When short seller Matthew Earl anonymously co-authored a report detailing explosive allegations of wrongdoing at German fintech champion Wirecard, his life was turned upside down.
Within months of the research’s publication in 2016, the London-based investor says the company tracked him down, placed him under surveillance, and began trying to hack into his emails.
Followed and photographed, he became so fearful for his family’s safety that people picking up his children from school needed to use a special password.
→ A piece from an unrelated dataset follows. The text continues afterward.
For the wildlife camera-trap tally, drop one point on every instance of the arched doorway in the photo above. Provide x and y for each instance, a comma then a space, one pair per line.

“It was incredibly stressful—you didn’t know what their intentions were,” Earl, now managing partner of hedge fund ShadowFall, told AFP.
“The problem is that as an individual, you don’t really have the resources to deter that.”
In contrast, Wirecard had “the resources of a small nation” to target their critics, he added.
Rather than triggering investigations into Wirecard, Earl’s report led to German authorities launching a probe into him for alleged market manipulation.
Ultimately however, Earl and a handful of others who sought to blow the whistle on Wirecard’s wrongdoings were vindicated when the firm collapsed in 2020 after admitting to a huge hole in its accounts.
They will be paying close attention when ex-CEO Markus Braun goes on trial in Munich Thursday over the biggest fraud scandal in post-war Germany.
Braun, who will stand trial alongside two other former Wirecard executives accused of fraud and account rigging, denies wrongdoing.
“I will be following the trial with great interest,” Earl said during a recent interview.
The 101-page report by Earl and another investor Fraser Perring, put out by a little-known outfit called Zatarra Research, linked Wirecard to money-laundering related to processing payments for gambling websites, as well as fraud.
The report initially caused Wirecard’s share price to fall.
But the firm furiously denied any wrongdoing, and soon afterwards Earl was targeted.
“Ultimately, they had their liberty at stake—so you’re going to do quite a lot to protect your liberty,” the 43-year-old said.
Germany’s market regulator Bafin lodged a complaint against Earl, and prosecutors in Munich, close to where Wirecard was founded, then began investigating.
With scepticism from Earl and other critics silenced, the following years saw the company’s star rise.
Wirecard’s shares soared, it joined the blue-chip DAX index, and was held up by German politicians as a rare tech star from a country better known for older industrial giants in sectors like car making and chemicals.
This desire to defend a modern-day success story blinded authorities in Europe’s top economy to multiple warning signs over years, critics say.
“Wirecard was essentially their answer to the titans of Silicon Valley, it was a homegrown champion,” said Earl.
The scandal finally unravelled when the Financial Times published a series of articles about accounting irregularities at Wirecard’s Asian units.
The company also sought to shut down investigations by the FT, which reported on the scandal for several years.
But in June 2020, Wirecard admitted that 1.9 billion euros ($2 billion) meant to be held in two Philippine accounts likely didn’t exist, precipitating the firm’s implosion.
When Wirecard finally collapsed, it was a huge relief for Earl.
After being targeted following his report’s publication, he had largely kept quiet publicly about Wirecard, although he continued to warn about its problems in private.
Munich prosecutors had already shelved their investigations into him, and in 2019 he gave evidence as a witness to help in their probe into Wirecard.
He also gave evidence to a German parliamentary inquiry into the mammoth scandal, where he received an apology.
The fraud rocked Germany’s business and political establishments, and led to an overhaul of Bafin.
Among other things, the watchdog has strengthened its procedures for whistleblowers, and has been receiving a steadily growing number of tip-offs in recent years.
After facing such a difficult time, Earl hopes that lessons can be drawn from the scandal.
Authorities should be “more open-minded in terms of critics of companies, be they short sellers or journalists,” he said.